PubMed is an open access database indexing literature in the biomedical sciences, a combined production of the National Center for Biotechnology Education (NCBI), the National Library of Medicine (NLM) and the National Institutes of Health (NIH). The National Institutes of Health is the largest research centre for biomedical sciences in the world. The NCBI, one of its collective units, is the national resource for molecular biology information, with a mission to develop new information technologies to aid fundamental molecular and genetic processes that control health and disease. The PubMed database is one of their projects that advance these goals. While including over nineteen million citations/abstracts for biomedical articles from Medline, the database also provides access links to free full text for many of the articles through PubMed Central and, in addition, links to publisher's websites and libraries with full text. PubMed covers most allied health fields, including medicine, nursing, dentistry, veterinary medicine, pharmacology, health care and the preclinical sciences. It actually cites more items than Medline, indexing articles in life science journals not included in that database, and also linking to relevant publisher and organizational websites as well as to other NCBI molecular biology resources.
The PubMed interface was completely redesigned in September of 2009 hence this review, but the contents remain basically the same. For those familiar with the former website, changes which will be obvious include moving limiters such as History, Limits, Details, Preview/Index, and Clipboard to the advanced search screen. However there are still limits available on the basic search page. The advance search button is in smaller print above the basic search box, visible, but it could be larger.

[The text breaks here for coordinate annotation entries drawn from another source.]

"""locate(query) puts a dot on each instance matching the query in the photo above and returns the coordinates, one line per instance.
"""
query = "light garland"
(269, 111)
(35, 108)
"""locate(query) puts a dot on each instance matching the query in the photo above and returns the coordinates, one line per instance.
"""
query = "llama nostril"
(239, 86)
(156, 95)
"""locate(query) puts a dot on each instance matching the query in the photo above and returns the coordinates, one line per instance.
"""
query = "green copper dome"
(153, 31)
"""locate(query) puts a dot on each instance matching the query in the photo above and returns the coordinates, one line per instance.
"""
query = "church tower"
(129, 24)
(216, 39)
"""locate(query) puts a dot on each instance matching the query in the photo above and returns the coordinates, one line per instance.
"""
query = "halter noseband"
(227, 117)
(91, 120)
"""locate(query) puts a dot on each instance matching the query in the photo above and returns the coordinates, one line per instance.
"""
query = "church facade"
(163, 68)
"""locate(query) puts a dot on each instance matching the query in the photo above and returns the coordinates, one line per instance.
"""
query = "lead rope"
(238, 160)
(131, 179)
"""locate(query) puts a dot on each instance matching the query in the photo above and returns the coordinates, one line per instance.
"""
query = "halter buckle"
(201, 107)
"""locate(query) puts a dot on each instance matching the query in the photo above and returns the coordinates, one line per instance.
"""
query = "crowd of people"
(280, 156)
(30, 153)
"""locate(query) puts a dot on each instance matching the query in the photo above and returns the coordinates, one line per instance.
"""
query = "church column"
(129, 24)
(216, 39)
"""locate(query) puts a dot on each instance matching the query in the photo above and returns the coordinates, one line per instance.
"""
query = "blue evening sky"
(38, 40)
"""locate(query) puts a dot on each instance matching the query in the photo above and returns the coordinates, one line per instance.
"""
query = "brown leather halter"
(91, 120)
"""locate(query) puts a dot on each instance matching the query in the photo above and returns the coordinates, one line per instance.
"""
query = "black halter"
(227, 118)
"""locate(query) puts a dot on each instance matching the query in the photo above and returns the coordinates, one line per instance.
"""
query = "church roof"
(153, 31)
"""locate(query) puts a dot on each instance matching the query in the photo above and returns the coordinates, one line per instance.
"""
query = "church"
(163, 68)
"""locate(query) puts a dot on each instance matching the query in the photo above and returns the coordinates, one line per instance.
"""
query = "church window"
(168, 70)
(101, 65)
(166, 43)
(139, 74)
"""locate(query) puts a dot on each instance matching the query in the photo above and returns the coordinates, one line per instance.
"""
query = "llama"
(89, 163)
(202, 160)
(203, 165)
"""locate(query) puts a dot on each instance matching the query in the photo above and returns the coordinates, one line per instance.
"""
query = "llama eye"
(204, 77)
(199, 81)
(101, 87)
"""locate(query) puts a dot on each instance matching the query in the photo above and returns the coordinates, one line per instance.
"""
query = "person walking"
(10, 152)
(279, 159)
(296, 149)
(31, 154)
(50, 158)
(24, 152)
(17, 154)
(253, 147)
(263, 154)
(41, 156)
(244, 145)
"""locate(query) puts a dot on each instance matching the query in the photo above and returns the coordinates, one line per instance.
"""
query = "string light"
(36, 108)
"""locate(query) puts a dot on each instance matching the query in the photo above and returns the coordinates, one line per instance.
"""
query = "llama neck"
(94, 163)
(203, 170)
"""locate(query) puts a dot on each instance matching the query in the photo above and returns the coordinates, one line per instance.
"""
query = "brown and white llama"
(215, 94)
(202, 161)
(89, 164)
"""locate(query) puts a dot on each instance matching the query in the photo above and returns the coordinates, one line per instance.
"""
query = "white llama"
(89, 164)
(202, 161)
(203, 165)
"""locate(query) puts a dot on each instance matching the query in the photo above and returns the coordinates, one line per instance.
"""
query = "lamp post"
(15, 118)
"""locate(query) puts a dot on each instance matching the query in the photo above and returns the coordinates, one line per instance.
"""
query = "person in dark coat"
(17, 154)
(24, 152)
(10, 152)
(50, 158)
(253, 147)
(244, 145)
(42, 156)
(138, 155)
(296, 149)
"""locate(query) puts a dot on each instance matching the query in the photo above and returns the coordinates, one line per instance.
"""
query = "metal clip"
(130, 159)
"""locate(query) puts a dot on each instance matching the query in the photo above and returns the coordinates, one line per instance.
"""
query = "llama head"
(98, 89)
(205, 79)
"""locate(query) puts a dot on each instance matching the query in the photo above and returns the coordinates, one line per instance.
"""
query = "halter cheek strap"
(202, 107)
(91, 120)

The basic search screen can produce huge numbers of results if care is not taken to refine the search terms. For example, a search for cord blood stem cells produced over 7,000 hits. The results list mixes full text articles with abstract‐only articles. There is a link to the right of the results list to limit to free full text and re‐search (which cut the total by ? in this case), but limiting beyond full text is not possible here. If browsing the titles without this limit, one will see either related articles or free article as a link under the PubMed number. Once a user links to an article they will see a list of related articles to the right, and results which are reviews are so marked. Authors of the article are also hot linked to citations for other articles they have written. There is thus ample opportunity to link to related material, by author or subject. For those articles not free full text, there is a Link Out feature below the abstract. This links publisher's web sites where free full text might be obtained. Below this is a Library Link Out, which provides an alphabetical list of libraries that have full text for the article. However, I linked to several of these and was taken not to the library site but to a publisher's site where I could get full text. The library link is useful if you want to check whether your library has full text, however, and you still can contact other libraries for interlibrary loans if necessary.

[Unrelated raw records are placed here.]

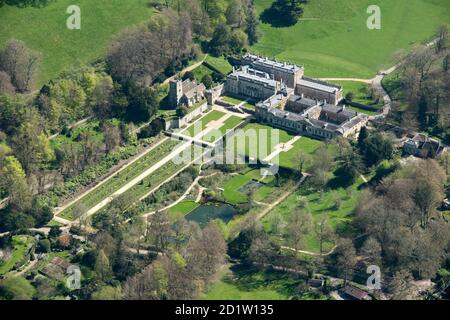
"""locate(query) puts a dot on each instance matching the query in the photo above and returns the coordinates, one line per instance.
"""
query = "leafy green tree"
(70, 94)
(283, 13)
(235, 14)
(251, 29)
(422, 112)
(363, 134)
(107, 293)
(377, 148)
(350, 168)
(349, 96)
(181, 111)
(143, 103)
(16, 288)
(207, 81)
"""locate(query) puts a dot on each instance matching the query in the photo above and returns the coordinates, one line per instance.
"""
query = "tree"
(444, 159)
(158, 230)
(207, 81)
(141, 54)
(69, 94)
(349, 96)
(143, 103)
(350, 168)
(107, 293)
(377, 147)
(324, 232)
(102, 266)
(400, 285)
(235, 14)
(252, 23)
(283, 13)
(422, 112)
(442, 38)
(298, 225)
(15, 183)
(220, 41)
(363, 134)
(16, 288)
(111, 136)
(20, 63)
(302, 159)
(151, 284)
(345, 259)
(6, 87)
(371, 250)
(102, 96)
(202, 258)
(446, 63)
(182, 111)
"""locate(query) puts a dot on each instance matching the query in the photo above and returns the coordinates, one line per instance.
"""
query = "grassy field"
(44, 29)
(257, 135)
(234, 196)
(236, 101)
(183, 208)
(333, 40)
(228, 124)
(289, 159)
(200, 125)
(319, 205)
(220, 64)
(243, 283)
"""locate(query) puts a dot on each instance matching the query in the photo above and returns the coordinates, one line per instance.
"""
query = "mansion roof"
(252, 75)
(319, 85)
(268, 63)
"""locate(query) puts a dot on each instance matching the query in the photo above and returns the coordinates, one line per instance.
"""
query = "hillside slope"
(332, 40)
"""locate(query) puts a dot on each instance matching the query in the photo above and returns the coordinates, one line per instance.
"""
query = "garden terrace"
(114, 183)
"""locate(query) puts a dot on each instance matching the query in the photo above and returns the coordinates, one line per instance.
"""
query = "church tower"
(175, 92)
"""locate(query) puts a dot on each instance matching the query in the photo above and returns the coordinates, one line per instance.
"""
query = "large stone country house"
(186, 92)
(292, 102)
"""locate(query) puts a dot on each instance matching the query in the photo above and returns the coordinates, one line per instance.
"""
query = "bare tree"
(203, 258)
(324, 232)
(21, 64)
(6, 87)
(345, 259)
(298, 225)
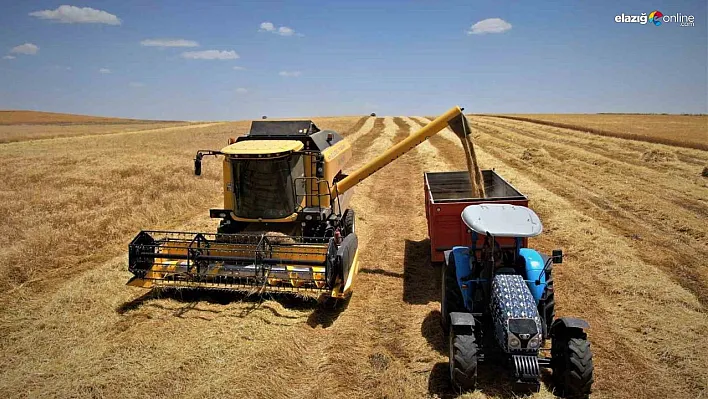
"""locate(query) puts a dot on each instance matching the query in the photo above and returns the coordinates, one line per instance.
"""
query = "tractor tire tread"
(577, 368)
(465, 362)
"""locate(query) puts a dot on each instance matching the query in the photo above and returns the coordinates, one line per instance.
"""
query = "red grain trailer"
(447, 194)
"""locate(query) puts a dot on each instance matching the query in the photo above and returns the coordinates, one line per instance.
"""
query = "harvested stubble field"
(629, 215)
(690, 131)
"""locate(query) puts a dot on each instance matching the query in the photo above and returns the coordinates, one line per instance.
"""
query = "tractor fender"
(462, 270)
(565, 325)
(462, 322)
(534, 272)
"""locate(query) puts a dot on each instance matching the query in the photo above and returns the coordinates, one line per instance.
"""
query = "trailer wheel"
(451, 300)
(463, 361)
(571, 361)
(547, 304)
(349, 221)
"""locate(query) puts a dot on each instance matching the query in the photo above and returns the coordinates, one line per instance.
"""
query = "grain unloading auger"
(285, 224)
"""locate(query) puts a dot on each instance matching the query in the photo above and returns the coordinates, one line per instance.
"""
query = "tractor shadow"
(492, 380)
(421, 278)
(324, 313)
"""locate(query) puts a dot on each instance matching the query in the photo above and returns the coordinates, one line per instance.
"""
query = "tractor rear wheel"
(571, 361)
(463, 361)
(451, 300)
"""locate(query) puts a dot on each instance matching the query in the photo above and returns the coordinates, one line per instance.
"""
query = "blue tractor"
(498, 306)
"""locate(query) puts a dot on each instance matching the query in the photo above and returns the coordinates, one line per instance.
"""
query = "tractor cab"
(502, 220)
(503, 229)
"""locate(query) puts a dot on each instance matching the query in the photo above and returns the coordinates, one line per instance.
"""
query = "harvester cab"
(286, 224)
(498, 304)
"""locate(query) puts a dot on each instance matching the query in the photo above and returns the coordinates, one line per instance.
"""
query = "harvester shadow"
(421, 278)
(324, 313)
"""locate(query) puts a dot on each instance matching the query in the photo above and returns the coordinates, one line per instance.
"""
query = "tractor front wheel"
(451, 300)
(571, 360)
(463, 361)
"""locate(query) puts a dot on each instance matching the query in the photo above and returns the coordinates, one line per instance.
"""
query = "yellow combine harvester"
(285, 225)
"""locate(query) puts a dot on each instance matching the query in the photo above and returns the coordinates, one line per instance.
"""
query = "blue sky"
(353, 57)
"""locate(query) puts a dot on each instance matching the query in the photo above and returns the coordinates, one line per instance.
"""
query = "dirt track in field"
(627, 214)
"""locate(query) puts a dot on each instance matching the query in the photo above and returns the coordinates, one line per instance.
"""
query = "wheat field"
(629, 215)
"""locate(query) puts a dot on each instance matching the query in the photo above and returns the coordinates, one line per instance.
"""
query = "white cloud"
(169, 43)
(489, 25)
(75, 15)
(285, 31)
(27, 48)
(267, 26)
(210, 55)
(290, 74)
(282, 31)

Given these various ways to link to articles off the basic search, it does not really provide concise hits for the researcher. The advanced search, however, provides many ways to limit searches for more exact results by supporting limiting by author, journal title, dates, full text or not, etc. The limiter for type of article is extensive, including letters to editor, reviews, and most importantly, clinical trials. Further down the list of limiters there are clinical trials subdivided into levels I through IV, conference publications, lectures, and bibliographies, among other formats. It is even possible to limit to type of research support. There is a limiter for languages and for animal/versus human studies and one which breaks down clinical studies by age of patient, from infant to geriatric. Users can also link to a form to search for a specific article. A particularly helpful limiter is Fields to Search, which allows filling in a search for a corporate author, a specific MESH subject heading, a pharmacological action, and/or a transliterated title, among other options.
In short, the new PubMed interface allows the researcher to put in as specific a search as possible to get definitive results, whatever the type of information requirement. PubMed will remain the one‐stop shop for many professionals and students in health research.